Enza Zaden has received interest for its Eazyleaf lettuce, with good shelf life and strong but flexible leaves.

“Consumers enjoy the visual appeal of uniformly sized leaf shapes in a variety of colors, now including dark reds with high gloss,” Thomin said. “Growers, especially growers located in the Salinas Valley, have been able to capitalize on the growing demand for Eazyleaf varieties.”

Enza Zaden has also enjoyed attention for its Tribelli mini peppers, Thomin said.

Purcell said Monsanto puts out close to 50 new products each year.

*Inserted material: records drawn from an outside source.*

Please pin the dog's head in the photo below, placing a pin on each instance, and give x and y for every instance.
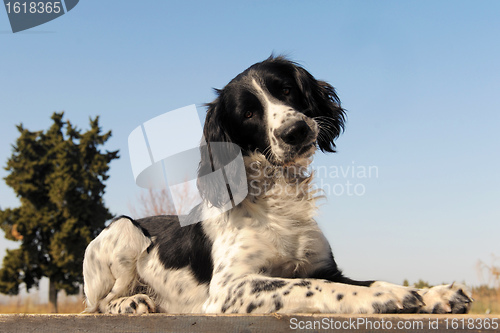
(277, 108)
(274, 107)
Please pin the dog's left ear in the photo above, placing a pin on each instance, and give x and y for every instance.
(323, 106)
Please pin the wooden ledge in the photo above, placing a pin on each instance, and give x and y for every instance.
(247, 323)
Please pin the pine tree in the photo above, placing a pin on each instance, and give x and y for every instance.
(59, 179)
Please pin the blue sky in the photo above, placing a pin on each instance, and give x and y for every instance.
(420, 81)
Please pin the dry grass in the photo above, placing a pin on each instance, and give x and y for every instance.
(31, 304)
(486, 300)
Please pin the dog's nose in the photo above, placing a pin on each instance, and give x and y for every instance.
(296, 133)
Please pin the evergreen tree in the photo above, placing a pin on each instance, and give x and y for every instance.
(59, 179)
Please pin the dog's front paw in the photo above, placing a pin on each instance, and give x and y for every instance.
(453, 298)
(137, 304)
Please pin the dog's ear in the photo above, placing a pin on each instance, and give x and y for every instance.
(323, 105)
(216, 152)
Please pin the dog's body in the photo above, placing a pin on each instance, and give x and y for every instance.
(267, 254)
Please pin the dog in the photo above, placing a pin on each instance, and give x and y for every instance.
(267, 254)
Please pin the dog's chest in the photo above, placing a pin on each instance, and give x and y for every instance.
(265, 242)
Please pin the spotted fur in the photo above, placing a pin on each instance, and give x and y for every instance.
(267, 254)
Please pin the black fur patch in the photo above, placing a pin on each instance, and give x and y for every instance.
(180, 247)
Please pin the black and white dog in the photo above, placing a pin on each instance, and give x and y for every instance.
(267, 254)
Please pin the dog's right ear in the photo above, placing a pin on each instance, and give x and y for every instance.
(212, 157)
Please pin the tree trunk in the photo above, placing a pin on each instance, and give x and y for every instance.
(52, 296)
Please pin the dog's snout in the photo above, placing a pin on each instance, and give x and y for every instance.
(296, 133)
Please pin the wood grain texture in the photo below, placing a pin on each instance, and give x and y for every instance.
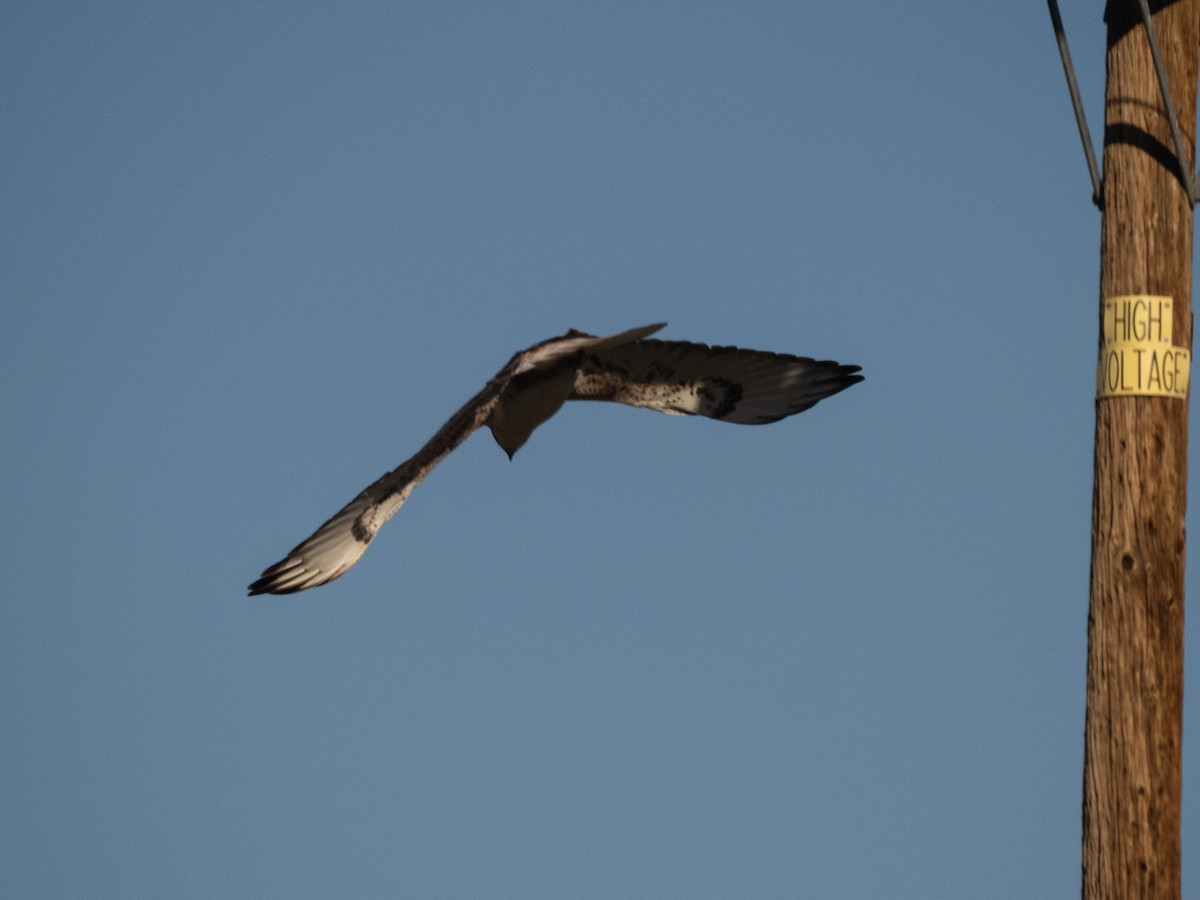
(1133, 733)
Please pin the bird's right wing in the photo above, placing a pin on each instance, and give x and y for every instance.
(726, 383)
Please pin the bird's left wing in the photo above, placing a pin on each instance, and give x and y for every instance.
(334, 547)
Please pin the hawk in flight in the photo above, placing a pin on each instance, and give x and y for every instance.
(675, 377)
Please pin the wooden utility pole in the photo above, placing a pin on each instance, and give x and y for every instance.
(1133, 733)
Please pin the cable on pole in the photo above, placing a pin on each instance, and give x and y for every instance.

“Some of our latest variety launches, which we have seen high demand for by farmers, include Devotion II, a Performance Series white sweet corn variety; Magnetic, our latest high-quality spinach variety with great yield potential; Tailgate, the newest member of our SummerSlice watermelon line; Hornet, a low-pungency white onion; and Flavor Journey, a new honeydew variety with high quality fruit and an average of 14-18 degrees brix — meaning very sweet-tasting,” Purcell said.

Since it takes a considerable amount of time to develop varieties, seed companies are doing their research in an effort to be ahead of the trends.

“We have to rely on what we’re seeing internally, in the field, on retail shelves, on menus and everywhere else to best ‘predict’ what the market will want by the time a variety is ready to be released to the market,” Suits said. “It’s a very exciting and challenging process (that) our entire team is incredibly passionate about.”